While some people think that when AI agents become smarter than us, we can just shut them down, Hinton believes that this is unrealistic because they will manipulate and persuade the operators not to shut them down.
"Our current situation is like someone keeping a tiger as a pet," Hinton said as an example. "A tiger cub can indeed be a cute pet, but if you continue to keep it, you must ensure that it does not kill you when it grows up.
"Generally speaking, keeping a tiger as a pet is not a good idea, but if you do keep a tiger, you have only two choices: either train it so that it doesn't attack you, or eliminate it," he explained. "For AI, we have no way to eliminate it."
In a speech last December, Hinton said that there is a 10 to 20 percent chance that AI could lead to human extinction within the next three decades. He also suggested that at least one-third of computing resources should be used to ensure that AI systems remain aligned with human intentions.
In an exclusive interview with Yicai at the WAIC, Hinton emphasized that preventing AI from replacing humans is a shared global concern, unlike other areas where national interests diverge.

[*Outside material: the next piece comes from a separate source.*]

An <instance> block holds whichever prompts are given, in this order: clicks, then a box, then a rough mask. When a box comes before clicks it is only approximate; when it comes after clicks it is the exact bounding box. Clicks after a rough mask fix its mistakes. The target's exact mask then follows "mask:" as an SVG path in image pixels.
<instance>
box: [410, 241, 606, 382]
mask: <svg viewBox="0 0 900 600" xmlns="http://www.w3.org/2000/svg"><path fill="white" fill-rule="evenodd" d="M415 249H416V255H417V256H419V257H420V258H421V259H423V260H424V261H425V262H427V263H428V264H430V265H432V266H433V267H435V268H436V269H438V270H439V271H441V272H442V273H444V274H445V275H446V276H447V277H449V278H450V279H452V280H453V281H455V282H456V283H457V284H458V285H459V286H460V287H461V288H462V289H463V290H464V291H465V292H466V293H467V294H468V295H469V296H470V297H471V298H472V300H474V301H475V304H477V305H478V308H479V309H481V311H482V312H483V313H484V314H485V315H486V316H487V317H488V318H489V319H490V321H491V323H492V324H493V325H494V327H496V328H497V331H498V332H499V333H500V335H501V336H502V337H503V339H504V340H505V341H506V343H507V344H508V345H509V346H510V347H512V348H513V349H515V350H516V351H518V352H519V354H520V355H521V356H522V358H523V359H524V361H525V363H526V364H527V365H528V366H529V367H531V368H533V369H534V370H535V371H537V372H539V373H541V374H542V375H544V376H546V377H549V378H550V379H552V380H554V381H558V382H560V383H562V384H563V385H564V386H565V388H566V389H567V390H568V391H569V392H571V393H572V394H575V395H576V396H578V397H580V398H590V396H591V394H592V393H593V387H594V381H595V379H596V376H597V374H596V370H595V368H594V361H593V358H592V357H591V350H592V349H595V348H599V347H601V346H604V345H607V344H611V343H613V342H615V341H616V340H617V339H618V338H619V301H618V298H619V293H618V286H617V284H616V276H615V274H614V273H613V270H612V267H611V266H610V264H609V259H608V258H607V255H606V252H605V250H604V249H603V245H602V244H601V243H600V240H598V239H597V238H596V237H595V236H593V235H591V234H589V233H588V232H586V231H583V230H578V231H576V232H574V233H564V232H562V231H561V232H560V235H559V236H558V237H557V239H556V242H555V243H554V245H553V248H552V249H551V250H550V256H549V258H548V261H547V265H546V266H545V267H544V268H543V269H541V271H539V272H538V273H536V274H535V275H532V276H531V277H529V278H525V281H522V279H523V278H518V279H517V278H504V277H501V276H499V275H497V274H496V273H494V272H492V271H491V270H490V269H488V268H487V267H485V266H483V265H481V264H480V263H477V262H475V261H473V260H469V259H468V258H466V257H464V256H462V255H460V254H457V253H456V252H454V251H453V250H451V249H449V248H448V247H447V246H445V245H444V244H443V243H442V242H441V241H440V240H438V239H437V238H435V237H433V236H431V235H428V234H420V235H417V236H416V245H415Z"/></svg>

"People cooperate when interests are aligned," Hinton told Yicai. "All countries want to prevent that [AI from taking over people], and if any country discovers a good way of doing that, they would be very happy to share it with other countries because they don't want AI taking over."
Hinton suggested each country conduct its own sovereign research to make AI beneficial, but share the results with everyone.
Hinton, 77, won the 2024 Nobel Prize in Physics and the 2019 Turing Award, often called the 'Nobel Prize in Computing.' His pioneering work on neural networks in the 1980s laid the foundation for today's AI boom. He has become increasingly vocal about AI risks since leaving Google in 2023 to speak more freely about the technology's dangers.
Before his WAIC speech, Hinton also participated in the fourth International Dialogues on AI Safety and co-signed the Shanghai Consensus on AI Safety International Dialogue with over 20 AI industry experts.